Dün akşam 60.dakikaya kadar Fenerbahçeli bir çok oyuncu görüntüsü ligi bitirmişler tarzındaydı. Net olan penaltılara,ofsayt olmayan gole hiç bir oyuncu itiraz bile etmiyordu.

Matematiksel olarak şampiyonluk şansı olan ancak ruhen bedenen bunu hiç göstermeyen Fenerbahçe birçok kişinin söylediği gibi artık varmısın yokmusun maçlarına çıkıyor, bir umut bekliyordu. Ancak, başkanı bile toplantıda seneye kesin şampiyon olacağız sloganını tekrarlamıştı.

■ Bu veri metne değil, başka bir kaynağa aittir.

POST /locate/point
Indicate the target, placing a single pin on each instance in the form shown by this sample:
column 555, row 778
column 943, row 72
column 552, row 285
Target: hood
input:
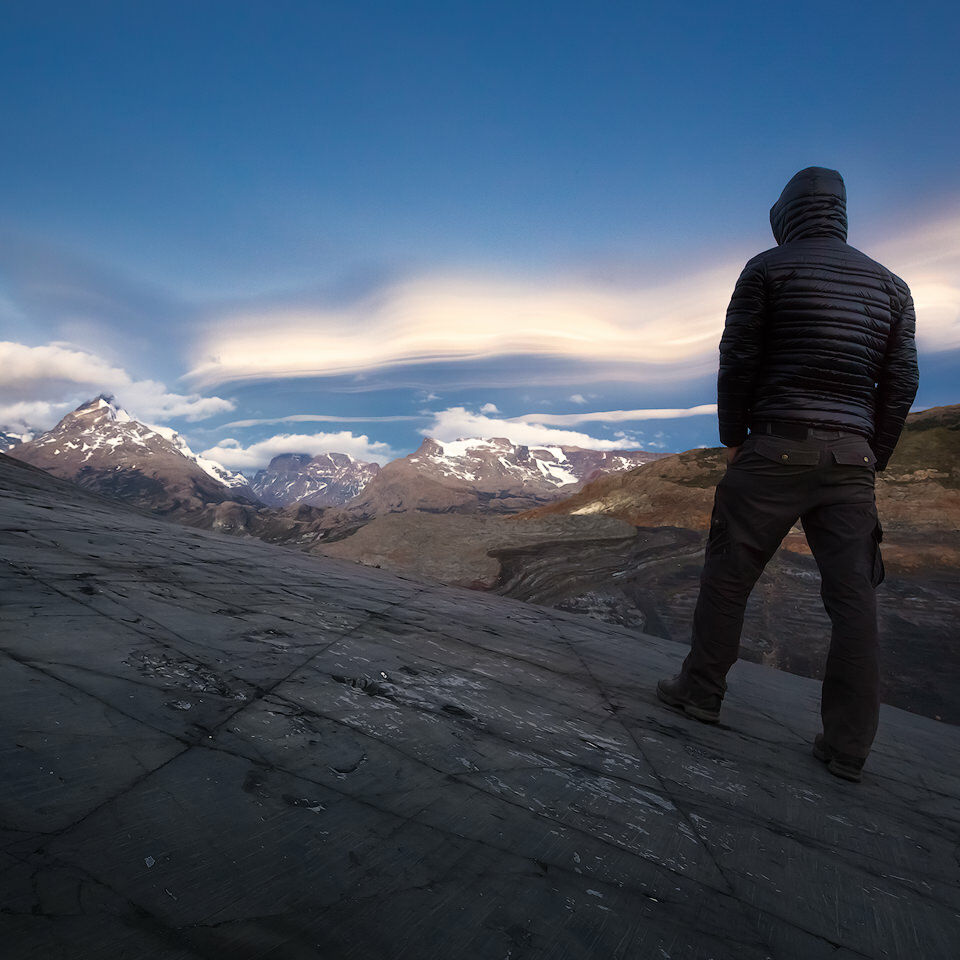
column 813, row 204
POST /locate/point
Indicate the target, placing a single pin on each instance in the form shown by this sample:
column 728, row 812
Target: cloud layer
column 670, row 327
column 446, row 319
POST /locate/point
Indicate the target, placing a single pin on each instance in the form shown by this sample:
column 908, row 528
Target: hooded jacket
column 817, row 333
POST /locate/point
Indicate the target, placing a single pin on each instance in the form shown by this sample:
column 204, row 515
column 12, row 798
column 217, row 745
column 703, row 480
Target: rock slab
column 216, row 747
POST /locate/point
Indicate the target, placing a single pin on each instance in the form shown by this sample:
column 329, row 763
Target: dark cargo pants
column 827, row 481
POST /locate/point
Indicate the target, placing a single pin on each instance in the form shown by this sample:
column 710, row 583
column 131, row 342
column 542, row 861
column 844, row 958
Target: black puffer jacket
column 817, row 333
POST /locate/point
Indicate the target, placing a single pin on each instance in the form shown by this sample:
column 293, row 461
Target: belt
column 797, row 431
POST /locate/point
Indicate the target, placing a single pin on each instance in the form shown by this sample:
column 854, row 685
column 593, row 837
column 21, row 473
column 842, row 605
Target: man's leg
column 755, row 505
column 841, row 536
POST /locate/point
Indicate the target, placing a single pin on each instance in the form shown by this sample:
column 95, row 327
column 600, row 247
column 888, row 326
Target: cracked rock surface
column 213, row 747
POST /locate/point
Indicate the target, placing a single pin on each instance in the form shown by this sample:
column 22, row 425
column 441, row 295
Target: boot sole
column 698, row 713
column 838, row 769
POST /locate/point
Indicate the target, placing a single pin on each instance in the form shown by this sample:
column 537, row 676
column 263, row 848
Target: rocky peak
column 327, row 479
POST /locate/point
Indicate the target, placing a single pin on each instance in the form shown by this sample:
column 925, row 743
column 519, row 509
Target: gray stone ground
column 216, row 748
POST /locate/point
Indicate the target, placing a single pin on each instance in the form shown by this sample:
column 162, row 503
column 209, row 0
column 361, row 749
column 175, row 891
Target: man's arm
column 741, row 350
column 899, row 379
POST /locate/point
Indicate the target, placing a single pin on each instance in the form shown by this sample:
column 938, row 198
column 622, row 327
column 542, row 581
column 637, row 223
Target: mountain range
column 102, row 448
column 623, row 547
column 326, row 480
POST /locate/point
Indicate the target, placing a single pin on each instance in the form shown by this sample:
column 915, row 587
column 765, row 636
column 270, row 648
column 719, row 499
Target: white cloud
column 42, row 383
column 442, row 319
column 456, row 423
column 618, row 416
column 233, row 454
column 668, row 327
column 27, row 415
column 928, row 258
column 318, row 418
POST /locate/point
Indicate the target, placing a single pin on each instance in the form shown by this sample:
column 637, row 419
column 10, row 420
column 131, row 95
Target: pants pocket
column 878, row 573
column 718, row 540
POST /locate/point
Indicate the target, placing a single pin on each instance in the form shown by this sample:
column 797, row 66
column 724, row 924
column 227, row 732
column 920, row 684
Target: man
column 818, row 361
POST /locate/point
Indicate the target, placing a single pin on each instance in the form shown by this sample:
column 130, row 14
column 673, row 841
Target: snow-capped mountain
column 328, row 479
column 101, row 447
column 10, row 440
column 495, row 475
column 497, row 464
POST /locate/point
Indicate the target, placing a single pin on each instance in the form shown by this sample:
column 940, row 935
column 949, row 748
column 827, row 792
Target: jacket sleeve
column 899, row 378
column 741, row 351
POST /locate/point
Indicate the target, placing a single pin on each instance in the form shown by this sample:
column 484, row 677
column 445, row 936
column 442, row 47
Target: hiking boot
column 839, row 764
column 676, row 693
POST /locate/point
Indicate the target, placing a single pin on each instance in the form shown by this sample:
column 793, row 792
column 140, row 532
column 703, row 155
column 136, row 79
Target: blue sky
column 313, row 226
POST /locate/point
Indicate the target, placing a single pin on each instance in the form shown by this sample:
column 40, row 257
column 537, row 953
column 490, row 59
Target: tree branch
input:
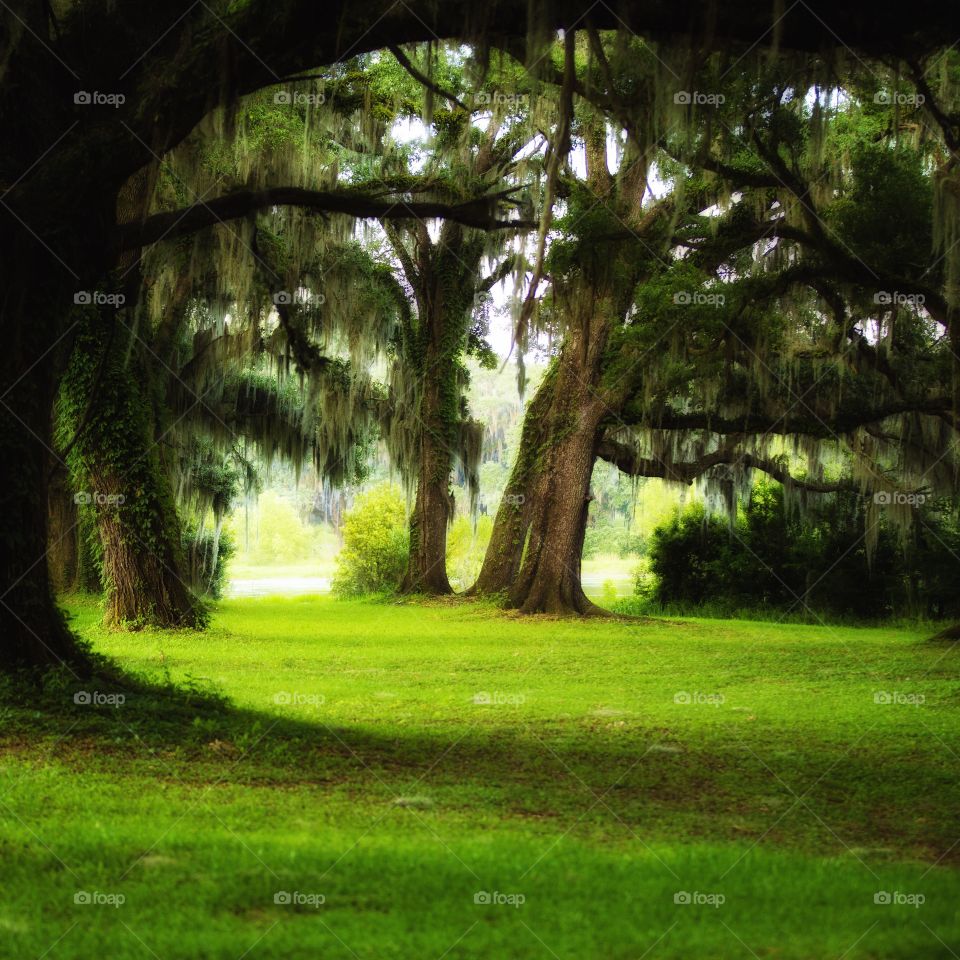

Kayserispor maçı başlangıcı gibi,oyun kuramayan pas hataları ile başlayan sarı lacivertliler bu sene yediği gollerin aynısından bir tane daha yemişti.Ceza sahası dışından vurulan her top gol olarak sonuçlanıyordu.

Selçuk İnan takımı,orta sahada aldığı her topu istediği gibi rakip ceza alanına götürüp idman havasında şutlar çıkarıyor, sarı lacivertli defans oyuncular onları izlemeyi tercih ediyorlardı. Maxim - Ndiaye- Ogün üçlüsü, İsmail Yüksek, Fred karşısında üstünlüğü ele geçirmiş,temaslı oyunu da iyi oynuyordu. Şampiyonluğa oynayan bir takım ilk şutunu 32.dakikada onuda duran toptan bulabiliyordu. Sosyal medyada, saha dışında uçan kaçan olarak anlatılan Fenerbahçe yine bir ilk yarıyı boşa geçiriyordu.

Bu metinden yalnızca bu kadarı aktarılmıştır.